While The Enemy UK was an unknown to us due to the distance provided by the Atlantic Ocean, Atomic Tom is a band we are ashamed of not knowing about sooner (but are ecstatic we finally discovered) considering they are based mere hours away. At every major music festival that we attend with unfamiliar bands on the bill, there is some act that enmeshes themselves in our souls. Having googled Atomic Tom while they set up, we found very little initial information other than they were a rock band originally from Brooklyn. We didn’t realize at the time that this four piece traditional rock ‘n roll band would melt our faces. Through their entire set we could not stop dancing (which made trying to photograph the set a little difficult), which is not something we do much. The crowd pulsated as one to songs “Red Light Warning Sign” and their cover of “Don’t You Want Me”, with which everyone sang along. When the guitar opened “Take Me Out”, we were hooked. Devon immediately texted his girlfriend to find and listen online and posted an Instagram photo so the #azsxsw hashtag followers back home could share a small iota of the life changing performance we were experiencing. Anyone living in today’s world can relate to Luke White’s haunting lyrics, and since returning from Austin, Devon can’t get the song out of his head. He won’t forget this song as he waits with bated breath for this now Los Angeles-based band to tour in Arizona.
The evening ended with Eagles of Death Metal, who sounded just like their name implies. Having played with KONGOS on several South African dates, this death metal band lived up to their name tearing through their set to a late night, drunk crowd shoving against the front barriers. Having shot through two of their songs, Devon quickly tapped Joe on the shoulder and bolted for the back of the crowd. Heading upstairs to say our goodbyes, we saw Luke White from Atomic Tom standing alone. We quickly praised the band, implored Luke to bring the band to Arizona, and shook this great musician’s hand.

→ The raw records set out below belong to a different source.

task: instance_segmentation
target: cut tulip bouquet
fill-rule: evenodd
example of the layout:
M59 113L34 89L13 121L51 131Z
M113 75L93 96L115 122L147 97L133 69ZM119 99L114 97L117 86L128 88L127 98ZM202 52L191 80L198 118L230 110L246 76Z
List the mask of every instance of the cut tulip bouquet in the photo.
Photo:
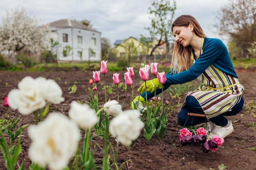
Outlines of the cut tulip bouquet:
M202 145L203 151L208 153L211 150L215 152L219 146L222 145L224 142L224 139L216 135L209 136L206 130L201 127L195 130L193 128L191 128L192 132L187 128L183 128L180 130L179 139L181 144L185 146L187 144Z
M130 88L131 109L123 111L122 105L119 103L119 73L114 73L113 76L114 84L117 88L117 100L107 100L105 76L108 73L107 62L101 62L100 71L92 71L93 79L89 82L90 101L85 101L85 103L80 101L72 102L67 113L68 117L63 113L49 111L51 103L60 104L64 101L62 97L62 91L54 80L44 77L34 79L26 77L18 84L17 89L9 93L4 102L4 106L8 108L8 111L9 107L17 110L22 115L32 114L35 117L35 124L24 125L13 132L19 117L12 121L10 116L9 123L1 126L0 149L8 170L14 170L16 166L17 159L22 150L20 144L21 134L25 128L28 128L28 135L32 141L29 150L32 162L29 167L30 170L45 170L47 166L49 169L55 170L97 169L99 167L95 165L91 149L94 142L91 133L92 130L94 130L97 136L100 137L103 141L103 156L101 167L103 170L120 169L125 163L130 161L126 161L120 167L117 166L116 157L119 143L120 142L128 146L132 146L143 128L144 136L149 142L155 134L158 135L160 140L162 139L165 135L167 116L169 114L167 113L167 110L170 108L166 106L170 105L168 102L164 103L163 94L162 93L162 97L159 98L160 103L157 102L155 99L149 105L150 102L147 101L146 104L148 109L140 113L137 109L137 106L135 106L132 102L134 99L133 68L127 68L124 78L126 85ZM145 83L146 90L146 84L150 81L151 68L151 73L155 77L157 77L155 81L158 79L158 87L162 88L163 91L162 84L166 81L165 73L158 73L157 66L157 64L154 63L151 64L151 66L145 65L140 68L139 75ZM103 107L99 108L98 83L101 80L101 73L104 75L105 102ZM94 82L95 86L93 86ZM93 92L95 93L94 97ZM155 95L154 99L156 98ZM177 106L171 110L173 110L174 107ZM161 113L158 114L159 110ZM83 131L85 136L83 141L81 141L82 149L80 150L79 144ZM3 133L5 132L10 136L11 147L4 137ZM116 138L114 141L117 144L115 151L112 149L110 136ZM15 143L17 139L18 141ZM110 152L114 152L115 156L110 156ZM21 163L19 167L19 170L24 170L24 163Z

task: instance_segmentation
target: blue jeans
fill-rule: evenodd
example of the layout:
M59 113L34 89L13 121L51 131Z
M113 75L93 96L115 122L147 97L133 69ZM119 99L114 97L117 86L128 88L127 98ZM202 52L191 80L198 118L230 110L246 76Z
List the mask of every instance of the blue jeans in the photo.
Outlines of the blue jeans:
M181 109L178 115L178 123L182 126L191 126L207 121L205 117L188 116L188 113L204 114L201 106L192 96L187 96L186 98L186 104ZM238 114L243 109L244 99L243 96L238 103L236 105L231 111L228 111L221 115L210 118L209 121L217 125L224 126L228 124L227 119L224 116L233 116Z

We couldn’t leave without thanking Camille and Kathy (who by then we’d discovered was handling the @skypeevents twitter handle), who finally were able to take a break from the chaos of running the behind-the-scenes of the show to enjoy their handiwork. Thank yous and goodbyes said, we both headed downstairs and took to the early morning streets of Austin, the ringing in our ears keeping us both company for hours to come, a constant reminder of some good ole fashioned luck.